The newly elected Ontario representative revealed her plans to a recent crowd of demonstrators who gathered in Ottawa to rally against the Liberal government’s promise to remove charity status for anti-abortion organizations.
During the election campaign, Trudeau ran on a platform pledge to no longer provide this status for organizations that provide “dishonest counselling to women about their rights and about the options available to them at all stages of the pregnancy.”
It listed crisis pregnancy centres as an example, which proponents of access to abortion services say offer incorrect information about the procedure.
“We know that regardless of the fact that they may distribute some diapers, they have impacts on people’s access to health care, and they have public health impacts in terms of delayed access to care,” said Frédérique Chabot, director of health promotion at Action Canada for Sexual Health and Rights, said of crisis pregnancy centres.

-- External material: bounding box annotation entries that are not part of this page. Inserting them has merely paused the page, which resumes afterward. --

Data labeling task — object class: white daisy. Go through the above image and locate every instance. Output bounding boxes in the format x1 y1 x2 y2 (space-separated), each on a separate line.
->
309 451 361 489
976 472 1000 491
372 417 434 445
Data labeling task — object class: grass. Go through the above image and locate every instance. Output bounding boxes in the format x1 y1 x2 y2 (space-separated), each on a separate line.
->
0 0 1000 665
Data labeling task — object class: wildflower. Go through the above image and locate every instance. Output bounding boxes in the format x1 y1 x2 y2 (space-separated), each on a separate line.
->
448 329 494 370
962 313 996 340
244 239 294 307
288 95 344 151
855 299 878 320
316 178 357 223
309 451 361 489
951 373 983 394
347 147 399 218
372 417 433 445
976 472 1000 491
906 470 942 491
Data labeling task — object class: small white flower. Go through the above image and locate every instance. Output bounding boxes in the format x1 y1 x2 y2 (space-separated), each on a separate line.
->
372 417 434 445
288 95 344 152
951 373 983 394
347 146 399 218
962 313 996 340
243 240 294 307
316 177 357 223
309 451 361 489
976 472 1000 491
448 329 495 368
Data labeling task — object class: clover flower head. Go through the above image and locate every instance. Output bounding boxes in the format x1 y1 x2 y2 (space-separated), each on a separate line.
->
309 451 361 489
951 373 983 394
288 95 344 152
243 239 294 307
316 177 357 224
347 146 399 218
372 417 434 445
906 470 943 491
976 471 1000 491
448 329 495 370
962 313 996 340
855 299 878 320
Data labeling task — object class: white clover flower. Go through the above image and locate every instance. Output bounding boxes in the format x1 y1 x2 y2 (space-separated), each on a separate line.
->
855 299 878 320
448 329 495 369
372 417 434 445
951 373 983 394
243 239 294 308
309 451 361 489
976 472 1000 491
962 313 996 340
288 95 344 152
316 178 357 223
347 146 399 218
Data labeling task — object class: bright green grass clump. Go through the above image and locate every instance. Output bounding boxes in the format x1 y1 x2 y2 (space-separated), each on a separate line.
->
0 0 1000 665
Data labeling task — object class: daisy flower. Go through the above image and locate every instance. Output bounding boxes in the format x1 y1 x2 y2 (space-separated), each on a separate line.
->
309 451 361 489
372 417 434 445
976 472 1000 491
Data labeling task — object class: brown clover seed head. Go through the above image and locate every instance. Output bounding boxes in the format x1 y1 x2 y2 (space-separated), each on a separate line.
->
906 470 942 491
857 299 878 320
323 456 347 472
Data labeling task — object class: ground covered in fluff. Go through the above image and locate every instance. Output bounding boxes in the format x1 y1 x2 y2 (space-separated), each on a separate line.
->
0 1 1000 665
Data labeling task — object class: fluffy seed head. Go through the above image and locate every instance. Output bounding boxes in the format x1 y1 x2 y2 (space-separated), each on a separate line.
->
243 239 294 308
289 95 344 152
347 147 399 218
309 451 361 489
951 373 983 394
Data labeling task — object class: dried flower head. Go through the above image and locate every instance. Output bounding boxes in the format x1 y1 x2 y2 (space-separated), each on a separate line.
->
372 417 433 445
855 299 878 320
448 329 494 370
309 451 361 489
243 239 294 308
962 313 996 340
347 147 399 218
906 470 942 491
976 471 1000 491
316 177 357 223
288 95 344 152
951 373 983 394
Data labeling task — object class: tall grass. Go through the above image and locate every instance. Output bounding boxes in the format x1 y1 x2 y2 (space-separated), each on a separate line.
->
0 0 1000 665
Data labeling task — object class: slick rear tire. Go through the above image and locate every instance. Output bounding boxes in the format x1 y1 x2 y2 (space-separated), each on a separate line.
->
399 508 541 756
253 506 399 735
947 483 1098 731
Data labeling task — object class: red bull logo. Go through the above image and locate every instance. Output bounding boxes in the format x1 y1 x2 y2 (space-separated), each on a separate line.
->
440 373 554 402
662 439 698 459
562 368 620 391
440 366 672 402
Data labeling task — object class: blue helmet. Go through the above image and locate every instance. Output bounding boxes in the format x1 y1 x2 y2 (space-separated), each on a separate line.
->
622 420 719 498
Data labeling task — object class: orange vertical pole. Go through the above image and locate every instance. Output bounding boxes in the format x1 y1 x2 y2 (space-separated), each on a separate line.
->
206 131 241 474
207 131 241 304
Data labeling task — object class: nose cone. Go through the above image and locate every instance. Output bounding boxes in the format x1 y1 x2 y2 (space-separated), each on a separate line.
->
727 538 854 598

In a statement, Lewis, a former Conservative leadership contender who was heavily backed by the party’s social conservative members, said Trudeau ran on a plan that required “adherence (to) the Liberal Party of Canada’s illiberal values test,” as she touted pregnancy centres for offering supports to women.
“Too often, women find themselves in a position where they feel that the circumstances of life are pushing them to make a decision they don’t want to make,” she said.
“As a member of Parliament, I will be opposing the proposed illiberal, anti-women policy that would seek to strip charitable status from organizations … that don’t pass Justin Trudeau’s values test,” Lewis said her statement.
In a statement, Adrienne Vaupshas, press secretary for Finance Minister Chrystia Freeland, repeated the wording of the Liberals’ platform pledge, adding only that “more information will be available in due course.”
In an interview, charity tax lawyer Adam Aptowitzer warned moving on the promise would be a politically loaded process that could open the country up to a debate about what counts as “charitable” in Canada.
“They surely do not want to get into that discussion because that is really fraught with difficulty,” he said.
Campaign Life Coalition, a national organization opposed to abortion, has nonetheless been mobilizing against the promise. On Wednesday, it presented petitions to Lewis, as well as other MPs that hail from the federal Tories’ social conservative ranks.
One of those was Alberta MP Arnold Viersen, who appeared alongside Lewis at that day’s Parliament Hill demonstration. He told the crowd they would fight the move “tooth and nail in the House of Commons.”
How much Conservative Leader Erin O’Toole plans to back that battle, however, remains unclear.
Asked about the Liberal pledge on Thursday, O’Toole repeated he supports reproductive rights, and that he doesn’t believe in politicizing health issues.
“If anyone is at crisis, for any reason, whether it’s addiction, homelessness, an issue related to choice for a woman, we need to bring people together, not divide them. And that’s what Conservatives will try and do.”
Several years ago, the Conservatives mounted a vocal opposition to the Liberal government’s requirement that applicants to its summer-jobs program needed to pledge support for abortion access to qualify for funding.
Last month, a Federal Court judge dismissed a legal challenge against that rule, which came from Toronto Right to Life.
The social conservative grassroots of the Conservative party have been some of the fiercest critics of O’Toole because they say he backed down from promises he made to them when he was running for the leadership last year, where he directly appealed to supporters of Lewis.
Despite what was viewed as an impressive showing during the race, Lewis was left on the backbenches when O’Toole named his picks for critics earlier in the month.
O’Toole says as Conservative leader, he’s a supporter of reproductive rights.
Most of his caucus voted in favour of a private member’s bill from Saskatchewan MP Cathay Wagantall in June that proposed to ban physicians from performing what is known as sex-selective abortion.
The bill was defeated easily after Liberal, NDP and Bloc Québécois MPs characterized it as a Trojan horse to erode reproductive rights.